Chapnews – Ekonomi – Dalam rangka memperingati Hari Bumi 2025, sektor transportasi Indonesia menunjukkan komitmen nyata terhadap prinsip Environmental, Social, and Governance (ESG). Kereta Api Indonesia (KAI), sebagai salah satu pemain utama, menjadikan keberlanjutan sebagai pondasi utamanya. Direktur Utama KAI, Didiek Hartantyo, menekankan bahwa ini bukan sekadar tren, melainkan kunci masa depan bumi.

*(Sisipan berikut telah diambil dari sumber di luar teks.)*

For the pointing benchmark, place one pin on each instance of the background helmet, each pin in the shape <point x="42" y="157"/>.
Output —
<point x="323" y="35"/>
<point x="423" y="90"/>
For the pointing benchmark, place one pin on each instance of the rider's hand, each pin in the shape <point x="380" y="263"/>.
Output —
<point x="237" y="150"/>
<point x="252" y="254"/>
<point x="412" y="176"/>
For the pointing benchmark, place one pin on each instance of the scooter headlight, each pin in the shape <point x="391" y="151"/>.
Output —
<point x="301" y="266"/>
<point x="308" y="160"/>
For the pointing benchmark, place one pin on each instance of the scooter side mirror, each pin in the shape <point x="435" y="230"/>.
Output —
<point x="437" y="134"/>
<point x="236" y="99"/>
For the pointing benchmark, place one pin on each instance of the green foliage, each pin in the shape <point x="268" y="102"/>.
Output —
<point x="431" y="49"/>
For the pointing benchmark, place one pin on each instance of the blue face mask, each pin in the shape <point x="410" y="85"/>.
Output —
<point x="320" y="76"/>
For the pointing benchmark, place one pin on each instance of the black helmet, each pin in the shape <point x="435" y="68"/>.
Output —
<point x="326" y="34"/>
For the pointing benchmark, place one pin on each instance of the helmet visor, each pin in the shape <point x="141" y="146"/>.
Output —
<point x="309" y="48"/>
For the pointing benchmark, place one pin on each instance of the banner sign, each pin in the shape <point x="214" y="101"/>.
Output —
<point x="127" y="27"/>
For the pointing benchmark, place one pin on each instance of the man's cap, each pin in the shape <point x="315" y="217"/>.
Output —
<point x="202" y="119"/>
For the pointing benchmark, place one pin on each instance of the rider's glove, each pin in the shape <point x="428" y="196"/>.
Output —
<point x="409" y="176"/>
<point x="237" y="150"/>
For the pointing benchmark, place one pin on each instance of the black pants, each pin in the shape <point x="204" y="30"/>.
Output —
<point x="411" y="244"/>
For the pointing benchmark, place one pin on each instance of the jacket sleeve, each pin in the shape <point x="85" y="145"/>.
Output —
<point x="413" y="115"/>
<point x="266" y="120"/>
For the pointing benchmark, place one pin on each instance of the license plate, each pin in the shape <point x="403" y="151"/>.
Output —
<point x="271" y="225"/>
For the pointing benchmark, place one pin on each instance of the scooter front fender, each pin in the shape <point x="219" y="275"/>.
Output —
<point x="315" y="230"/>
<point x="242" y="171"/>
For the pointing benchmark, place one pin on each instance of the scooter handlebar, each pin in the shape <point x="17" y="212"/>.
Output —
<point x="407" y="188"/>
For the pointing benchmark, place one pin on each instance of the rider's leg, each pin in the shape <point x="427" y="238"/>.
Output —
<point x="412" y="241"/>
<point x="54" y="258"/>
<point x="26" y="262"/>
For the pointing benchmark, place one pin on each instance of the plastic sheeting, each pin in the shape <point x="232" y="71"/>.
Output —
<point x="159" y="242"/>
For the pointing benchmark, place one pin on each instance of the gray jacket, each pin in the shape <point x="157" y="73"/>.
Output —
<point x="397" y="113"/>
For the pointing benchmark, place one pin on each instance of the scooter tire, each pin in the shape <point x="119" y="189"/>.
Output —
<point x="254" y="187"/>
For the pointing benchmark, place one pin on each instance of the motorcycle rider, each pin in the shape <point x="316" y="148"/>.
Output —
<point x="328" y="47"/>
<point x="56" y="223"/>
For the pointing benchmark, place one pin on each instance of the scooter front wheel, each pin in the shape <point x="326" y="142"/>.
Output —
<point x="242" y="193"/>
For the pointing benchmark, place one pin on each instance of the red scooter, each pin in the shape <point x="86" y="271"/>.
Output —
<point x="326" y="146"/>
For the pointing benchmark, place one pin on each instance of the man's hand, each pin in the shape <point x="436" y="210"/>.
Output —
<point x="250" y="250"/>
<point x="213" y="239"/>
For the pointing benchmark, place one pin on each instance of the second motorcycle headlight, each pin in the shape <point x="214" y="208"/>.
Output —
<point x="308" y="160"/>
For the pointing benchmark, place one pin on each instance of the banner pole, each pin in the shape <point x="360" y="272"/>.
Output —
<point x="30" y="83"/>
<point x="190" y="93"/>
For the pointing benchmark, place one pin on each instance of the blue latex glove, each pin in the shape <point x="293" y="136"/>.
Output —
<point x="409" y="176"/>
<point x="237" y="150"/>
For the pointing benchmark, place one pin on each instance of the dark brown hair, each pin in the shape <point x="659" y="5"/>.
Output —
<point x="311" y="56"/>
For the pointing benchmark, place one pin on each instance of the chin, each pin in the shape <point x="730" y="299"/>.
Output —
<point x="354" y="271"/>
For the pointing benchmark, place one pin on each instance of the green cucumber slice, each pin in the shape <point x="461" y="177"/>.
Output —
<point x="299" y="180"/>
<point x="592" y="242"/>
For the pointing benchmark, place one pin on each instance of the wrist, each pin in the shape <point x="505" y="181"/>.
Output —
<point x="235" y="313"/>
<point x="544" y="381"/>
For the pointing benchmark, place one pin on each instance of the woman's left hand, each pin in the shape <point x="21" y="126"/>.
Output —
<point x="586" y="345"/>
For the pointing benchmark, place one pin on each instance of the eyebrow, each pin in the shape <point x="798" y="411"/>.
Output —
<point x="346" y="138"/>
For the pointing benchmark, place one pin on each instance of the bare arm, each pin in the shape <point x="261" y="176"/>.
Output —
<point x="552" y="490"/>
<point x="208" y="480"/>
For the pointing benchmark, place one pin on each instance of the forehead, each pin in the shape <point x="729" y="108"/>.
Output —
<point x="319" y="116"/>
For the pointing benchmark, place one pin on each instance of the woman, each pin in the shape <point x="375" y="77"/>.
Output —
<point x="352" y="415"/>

"Kami percaya bahwa transportasi yang berkelanjutan adalah kunci masa depan bumi," tegas Didiek pada Rabu (23/4/2025). KAI telah memulai berbagai inisiatif, mulai dari daur ulang seragam hingga konservasi energi dan air. Lebih lanjut, perusahaan juga memperkuat komunitas Sustainability for Our Future (SOF) untuk mendorong praktik berkelanjutan secara menyeluruh.

Program daur ulang seragam, yang dijelaskan oleh Direktur Perencanaan Strategis dan Pengelolaan Sarana KAI, John Robertho, merupakan contoh nyata komitmen tersebut. "Kami mengubah barang sisa operasional menjadi produk bernilai guna," ujarnya. Seragam bekas karyawan kini didaur ulang menjadi peredam suara atau produk fesyen berkelanjutan. Ini bukan hanya sekadar program, tetapi juga bagian dari perubahan budaya di internal KAI yang mengarah pada ekonomi sirkular.
Langkah progresif KAI ini mendapat apresiasi dari pihak eksternal. Oki Hadian Hadadi, Sustainable Infrastructure Project Leader WWF Indonesia, menilai inisiatif KAI sebagai tolok ukur bagi BUMN lain dalam merumuskan peta jalan keberlanjutan yang konkret dan terukur. Ia berharap langkah ini akan menginspirasi perusahaan lain untuk turut serta dalam membangun sektor transportasi yang ramah lingkungan. Langkah KAI ini diharapkan dapat menjadi contoh bagi perusahaan lain untuk turut serta dalam membangun masa depan yang berkelanjutan.